Well, we know if had do we know nothing in the United States, early models predicted up to 2 million deaths due to coronavirus over the next 12 months. And we have now data showing that a big lockdown, a big hammer in order to suppress the virus, hopefully will bring that down to around 150,000 deaths, so like the latest estimate for the next few months. 

So had we taken a middle approach, which is where Sweden is doing, which is just doing mitigation strategies but not for suppression, we'd probably be somewhere in between 150 and 2 million deaths. It's very hard to know because you know, these disparities, because our country is very diverse, because people by seeing what's happening in other countries are taking their own measures even before the governor's lockdown. So it's really impossible to tell like somewhere in between.

You could argue that Georgia has taken a somewhere in between strategy so far with Gov. Brian Kemp trying to open up the economy, opening up a lot of businesses. Do you think our health care system, especially here in Georgia and across the U.S., can handle that kind of the kind of numbers? Obviously not as the world — not the country wide numbers that you mentioned of 2 million. But of what is to come?

Every aspect of health care and public health is local, so it's hard to make a prediction about how the state will fare. If we look at the state, we've been relatively doing okay in terms of the percentage of ICU beds, for example, that are being used statewide. But when you drill down into particular communities like Albany or like some areas of northeast Georgia, we do see an overrun in the health capacity of health care systems because outbreaks are localized and they don't all happen at the same time. So it's hard to know how this is going to affect the way the health care system in Georgia is fully going to cope. 

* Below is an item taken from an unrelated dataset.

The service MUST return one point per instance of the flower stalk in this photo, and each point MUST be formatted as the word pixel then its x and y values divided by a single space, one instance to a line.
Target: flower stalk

I think it's going to cope in some areas, but unfortunately, in areas where there's more vulnerable populations, their likelihood to see—they will have likelihood to see outbreaks and more excess mortality unfortunately, because we're not taking all the public health measures that we need to take. It's not just the suppression, it is also improving our public health capacity to early detect, isolate and find the contacts of people that develop the disease. In an essence, we're not beaten, we're not able to do that anymore.